Teaching Students About My Sisters Keeper
Teaching literature is a powerful tool for instructors to impart life lessons, provoke intellectual discussions, and foster empathy in students. One such compelling narrative can be found in Jodi Picoult’s “My Sister’s Keeper.” This article explores the thematic complexities of the novel and provides insights for instructors looking to teach students about this profound piece of literature.
“My Sister’s Keeper” delves into the lives of the Fitzgerald family, focusing primarily on 13-year-old Anna, who was conceived as a bone marrow match for her sister, Kate, who suffers from leukemia. The story unfolds as Anna sues her parents for medical emancipation, seeking legal rights to make decisions regarding her body and medical treatments.
Themes and Discussions
1. Ethical dilemmas: Through Anna’s legal battle, “My Sister’s Keeper” brings forth complex ethical dilemmas surrounding medical decision-making, parental rights, and individual autonomy.
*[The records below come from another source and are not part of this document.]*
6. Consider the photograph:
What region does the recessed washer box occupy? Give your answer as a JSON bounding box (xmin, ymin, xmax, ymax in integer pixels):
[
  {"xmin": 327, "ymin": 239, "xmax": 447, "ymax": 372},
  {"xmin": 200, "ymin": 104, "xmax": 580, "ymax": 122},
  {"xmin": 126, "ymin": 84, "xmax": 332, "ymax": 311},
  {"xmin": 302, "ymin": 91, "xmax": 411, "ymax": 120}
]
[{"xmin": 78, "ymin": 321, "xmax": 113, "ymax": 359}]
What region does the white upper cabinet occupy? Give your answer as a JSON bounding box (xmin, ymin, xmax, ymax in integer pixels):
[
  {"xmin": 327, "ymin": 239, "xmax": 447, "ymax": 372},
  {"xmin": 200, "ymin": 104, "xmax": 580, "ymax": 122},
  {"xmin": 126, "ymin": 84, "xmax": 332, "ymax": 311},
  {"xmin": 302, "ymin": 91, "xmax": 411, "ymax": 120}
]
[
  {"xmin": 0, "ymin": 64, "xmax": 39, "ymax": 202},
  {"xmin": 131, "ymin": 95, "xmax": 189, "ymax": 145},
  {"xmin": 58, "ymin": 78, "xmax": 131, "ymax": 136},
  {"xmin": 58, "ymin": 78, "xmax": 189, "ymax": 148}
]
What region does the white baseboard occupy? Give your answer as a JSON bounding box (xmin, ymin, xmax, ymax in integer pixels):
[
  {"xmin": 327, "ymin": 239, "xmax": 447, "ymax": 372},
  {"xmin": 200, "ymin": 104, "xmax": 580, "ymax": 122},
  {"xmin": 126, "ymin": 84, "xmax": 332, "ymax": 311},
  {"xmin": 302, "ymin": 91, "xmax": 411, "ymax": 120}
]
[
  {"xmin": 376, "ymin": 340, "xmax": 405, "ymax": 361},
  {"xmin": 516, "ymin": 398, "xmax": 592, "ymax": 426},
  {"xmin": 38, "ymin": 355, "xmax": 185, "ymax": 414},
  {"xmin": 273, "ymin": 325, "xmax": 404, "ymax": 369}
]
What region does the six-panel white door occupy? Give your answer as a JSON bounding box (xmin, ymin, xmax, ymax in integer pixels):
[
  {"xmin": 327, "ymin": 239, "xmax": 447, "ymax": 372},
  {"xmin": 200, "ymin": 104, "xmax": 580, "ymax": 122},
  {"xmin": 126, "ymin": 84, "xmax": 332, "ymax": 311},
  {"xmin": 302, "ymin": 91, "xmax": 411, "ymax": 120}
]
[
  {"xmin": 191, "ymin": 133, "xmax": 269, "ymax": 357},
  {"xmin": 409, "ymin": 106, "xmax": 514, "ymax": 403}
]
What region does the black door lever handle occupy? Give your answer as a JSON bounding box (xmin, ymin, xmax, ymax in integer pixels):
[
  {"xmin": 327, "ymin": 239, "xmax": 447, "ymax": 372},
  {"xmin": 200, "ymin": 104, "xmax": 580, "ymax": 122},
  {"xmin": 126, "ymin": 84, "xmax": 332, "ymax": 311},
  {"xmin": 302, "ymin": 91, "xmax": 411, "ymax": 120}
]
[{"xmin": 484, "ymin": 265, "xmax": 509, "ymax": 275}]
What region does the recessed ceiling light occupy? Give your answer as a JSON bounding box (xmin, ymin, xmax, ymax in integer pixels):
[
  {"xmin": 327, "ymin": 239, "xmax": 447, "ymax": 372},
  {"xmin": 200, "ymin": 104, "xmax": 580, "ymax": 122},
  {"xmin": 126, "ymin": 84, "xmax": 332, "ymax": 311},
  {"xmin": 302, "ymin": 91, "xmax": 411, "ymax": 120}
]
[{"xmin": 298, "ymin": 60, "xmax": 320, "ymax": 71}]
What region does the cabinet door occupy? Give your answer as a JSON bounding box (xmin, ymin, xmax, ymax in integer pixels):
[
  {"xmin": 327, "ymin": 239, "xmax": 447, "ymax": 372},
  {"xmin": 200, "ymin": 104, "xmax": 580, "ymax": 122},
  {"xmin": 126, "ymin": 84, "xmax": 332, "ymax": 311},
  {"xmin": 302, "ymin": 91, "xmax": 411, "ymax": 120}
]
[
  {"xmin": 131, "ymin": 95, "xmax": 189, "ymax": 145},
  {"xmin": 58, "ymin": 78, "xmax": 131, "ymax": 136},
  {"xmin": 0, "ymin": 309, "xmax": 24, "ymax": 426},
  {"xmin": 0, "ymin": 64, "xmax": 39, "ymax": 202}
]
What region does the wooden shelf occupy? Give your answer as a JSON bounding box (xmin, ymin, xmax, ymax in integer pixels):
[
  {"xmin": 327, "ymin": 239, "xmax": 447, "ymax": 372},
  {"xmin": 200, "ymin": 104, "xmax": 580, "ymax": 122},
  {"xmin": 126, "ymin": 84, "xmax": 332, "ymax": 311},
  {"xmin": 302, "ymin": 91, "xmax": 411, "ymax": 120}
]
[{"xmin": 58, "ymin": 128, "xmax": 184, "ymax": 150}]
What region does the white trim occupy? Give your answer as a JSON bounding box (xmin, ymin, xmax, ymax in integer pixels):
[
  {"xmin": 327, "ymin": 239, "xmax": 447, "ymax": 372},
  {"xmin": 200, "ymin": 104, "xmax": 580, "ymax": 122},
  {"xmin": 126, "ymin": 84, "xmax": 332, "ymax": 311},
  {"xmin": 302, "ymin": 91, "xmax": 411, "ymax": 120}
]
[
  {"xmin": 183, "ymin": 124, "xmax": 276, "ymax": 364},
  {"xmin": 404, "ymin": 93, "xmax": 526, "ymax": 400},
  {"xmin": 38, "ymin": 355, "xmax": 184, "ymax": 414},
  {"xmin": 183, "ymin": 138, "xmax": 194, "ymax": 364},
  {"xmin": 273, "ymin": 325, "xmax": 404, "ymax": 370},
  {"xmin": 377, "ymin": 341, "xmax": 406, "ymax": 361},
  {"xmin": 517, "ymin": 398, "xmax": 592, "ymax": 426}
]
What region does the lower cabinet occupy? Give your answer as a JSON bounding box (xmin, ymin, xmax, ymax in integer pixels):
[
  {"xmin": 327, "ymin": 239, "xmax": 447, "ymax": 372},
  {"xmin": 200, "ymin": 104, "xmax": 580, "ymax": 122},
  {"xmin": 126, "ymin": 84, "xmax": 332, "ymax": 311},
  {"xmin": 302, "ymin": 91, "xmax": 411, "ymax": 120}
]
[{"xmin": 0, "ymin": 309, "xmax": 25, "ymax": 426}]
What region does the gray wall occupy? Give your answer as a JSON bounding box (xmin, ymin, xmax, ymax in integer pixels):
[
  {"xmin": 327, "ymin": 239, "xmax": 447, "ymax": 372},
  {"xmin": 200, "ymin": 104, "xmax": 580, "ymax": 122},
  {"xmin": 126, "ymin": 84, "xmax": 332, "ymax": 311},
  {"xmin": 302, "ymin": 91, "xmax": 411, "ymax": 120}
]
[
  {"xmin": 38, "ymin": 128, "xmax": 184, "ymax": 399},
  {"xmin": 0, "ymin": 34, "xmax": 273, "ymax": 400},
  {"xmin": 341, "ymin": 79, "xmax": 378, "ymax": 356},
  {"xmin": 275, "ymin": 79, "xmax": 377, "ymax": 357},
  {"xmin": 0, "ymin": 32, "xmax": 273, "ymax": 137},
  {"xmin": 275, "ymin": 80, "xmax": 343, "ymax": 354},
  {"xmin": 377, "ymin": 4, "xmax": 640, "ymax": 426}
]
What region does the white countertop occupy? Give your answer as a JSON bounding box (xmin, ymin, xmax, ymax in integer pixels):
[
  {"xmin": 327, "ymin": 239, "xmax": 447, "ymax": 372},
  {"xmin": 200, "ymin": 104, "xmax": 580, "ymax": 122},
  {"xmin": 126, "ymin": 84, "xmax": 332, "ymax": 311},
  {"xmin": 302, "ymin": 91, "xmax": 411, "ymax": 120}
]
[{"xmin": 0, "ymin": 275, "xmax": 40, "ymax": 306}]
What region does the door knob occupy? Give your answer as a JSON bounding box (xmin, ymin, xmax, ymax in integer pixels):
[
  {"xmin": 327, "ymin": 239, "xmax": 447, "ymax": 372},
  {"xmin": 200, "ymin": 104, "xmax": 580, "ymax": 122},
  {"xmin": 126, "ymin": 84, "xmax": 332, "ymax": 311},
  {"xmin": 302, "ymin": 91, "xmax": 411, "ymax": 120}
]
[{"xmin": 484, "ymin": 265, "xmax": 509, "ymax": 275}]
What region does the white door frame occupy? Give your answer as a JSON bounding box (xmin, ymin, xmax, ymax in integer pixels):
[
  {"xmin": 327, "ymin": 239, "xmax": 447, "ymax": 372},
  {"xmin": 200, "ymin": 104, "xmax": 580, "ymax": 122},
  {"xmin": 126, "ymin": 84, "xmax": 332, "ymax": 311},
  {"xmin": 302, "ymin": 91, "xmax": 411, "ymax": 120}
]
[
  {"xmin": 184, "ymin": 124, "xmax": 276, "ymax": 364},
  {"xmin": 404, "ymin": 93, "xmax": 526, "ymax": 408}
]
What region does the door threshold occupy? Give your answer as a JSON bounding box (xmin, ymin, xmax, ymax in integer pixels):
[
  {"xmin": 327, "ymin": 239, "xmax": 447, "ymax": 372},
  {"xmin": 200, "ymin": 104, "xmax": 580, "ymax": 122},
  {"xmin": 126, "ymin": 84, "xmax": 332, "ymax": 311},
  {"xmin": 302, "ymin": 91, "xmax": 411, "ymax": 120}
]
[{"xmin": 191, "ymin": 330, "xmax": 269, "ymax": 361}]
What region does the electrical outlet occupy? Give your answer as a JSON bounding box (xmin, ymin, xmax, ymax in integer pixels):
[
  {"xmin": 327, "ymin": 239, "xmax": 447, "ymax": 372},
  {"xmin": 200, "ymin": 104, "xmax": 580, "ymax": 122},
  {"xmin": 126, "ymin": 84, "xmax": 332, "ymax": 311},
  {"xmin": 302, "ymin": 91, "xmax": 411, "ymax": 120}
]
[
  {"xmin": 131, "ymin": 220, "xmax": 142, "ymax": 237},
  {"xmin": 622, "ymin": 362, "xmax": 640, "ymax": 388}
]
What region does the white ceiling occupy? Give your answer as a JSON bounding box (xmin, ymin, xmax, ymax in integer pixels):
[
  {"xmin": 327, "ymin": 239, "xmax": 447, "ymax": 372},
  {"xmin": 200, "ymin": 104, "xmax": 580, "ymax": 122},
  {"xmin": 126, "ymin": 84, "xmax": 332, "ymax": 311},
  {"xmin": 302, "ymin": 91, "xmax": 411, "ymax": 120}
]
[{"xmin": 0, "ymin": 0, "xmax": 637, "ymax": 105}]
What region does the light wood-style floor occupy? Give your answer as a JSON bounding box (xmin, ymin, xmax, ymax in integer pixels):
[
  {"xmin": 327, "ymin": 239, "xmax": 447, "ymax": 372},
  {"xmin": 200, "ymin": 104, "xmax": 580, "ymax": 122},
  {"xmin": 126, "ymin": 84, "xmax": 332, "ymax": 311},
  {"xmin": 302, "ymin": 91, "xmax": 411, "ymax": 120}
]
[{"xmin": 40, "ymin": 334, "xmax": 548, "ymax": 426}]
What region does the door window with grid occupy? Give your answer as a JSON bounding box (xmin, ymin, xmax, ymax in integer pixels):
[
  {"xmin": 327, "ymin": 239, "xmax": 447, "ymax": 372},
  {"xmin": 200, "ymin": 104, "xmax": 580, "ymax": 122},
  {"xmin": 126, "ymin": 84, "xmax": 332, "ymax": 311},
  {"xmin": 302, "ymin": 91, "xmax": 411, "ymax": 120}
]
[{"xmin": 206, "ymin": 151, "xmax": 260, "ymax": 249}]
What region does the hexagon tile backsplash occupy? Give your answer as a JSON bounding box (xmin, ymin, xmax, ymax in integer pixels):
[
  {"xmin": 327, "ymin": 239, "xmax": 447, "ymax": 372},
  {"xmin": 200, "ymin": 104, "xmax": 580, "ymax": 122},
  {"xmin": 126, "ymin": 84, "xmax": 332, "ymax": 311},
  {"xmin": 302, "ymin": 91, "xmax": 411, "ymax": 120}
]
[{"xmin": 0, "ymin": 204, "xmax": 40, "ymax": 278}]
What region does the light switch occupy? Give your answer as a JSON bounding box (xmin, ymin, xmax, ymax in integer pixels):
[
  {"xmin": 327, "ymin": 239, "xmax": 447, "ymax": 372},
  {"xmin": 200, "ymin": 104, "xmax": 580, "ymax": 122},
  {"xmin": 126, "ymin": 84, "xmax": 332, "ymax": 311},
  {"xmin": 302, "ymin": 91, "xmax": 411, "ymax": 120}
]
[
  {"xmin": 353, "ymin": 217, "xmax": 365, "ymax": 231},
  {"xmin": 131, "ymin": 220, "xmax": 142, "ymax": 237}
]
Teachers can encourage students to contemplate the choices of each character and discuss possible alternative options.
2. Family dynamics: The novel highlights the complexities within families faced with making difficult decisions. Students can discuss how each member of the Fitzgerald family copes with Kate’s illness and the implications of their actions on one another.
3. Personal identity: Anna’s struggle with her role as a savior sibling prompts students to reflect on their understanding of personal identity. Instructors can question how much control people have over their lives and whether circumstances define or influence who they become.
4. Legal aspects: Introducing legal concepts such as medical emancipation and power of attorney contributes to interesting and informative classroom discussions. This encourages students to explore the judicial system pertaining to medical cases and individual rights.
5. Multifaceted narratives: Picoult tells the story through various perspectives, providing readers an intricate understanding of each character. Teachers can ask students to analyze how these multiple viewpoints contribute to the story’s development and empathize with each character.
1. Debates: Divide students into groups, assigning specific stances on moral, ethical, and legal dilemmas presented in the novel. Debates encourage critical thinking, creative problem-solving, and respectful communication.
2. Writing exercises: Encourage students to write essays, reflection papers, or journal entries from the viewpoint of a particular character or regarding a specific event in the novel. This fosters deeper comprehension of the narrative, builds empathy, and enhances writing skills.
3. Role-Play: Assign students roles as different characters, exploring alternative outcomes or resolutions to dilemmas in the story. This immersive activity expands analytical thinking and drives understanding of various perspectives.
4. Media comparison: Compare different adaptations of “My Sister’s Keeper,” including the film adaptation directed by Nick Cassavetes. Students can evaluate discrepancies between various forms and analyze how they shape the overall message.
5. Guest speakers: Invite relevant experts such as medical professionals or legal scholars to discuss real-life applications of topics presented in the book. Establishing connections between fiction and reality elevates understanding and stimulates curiosity.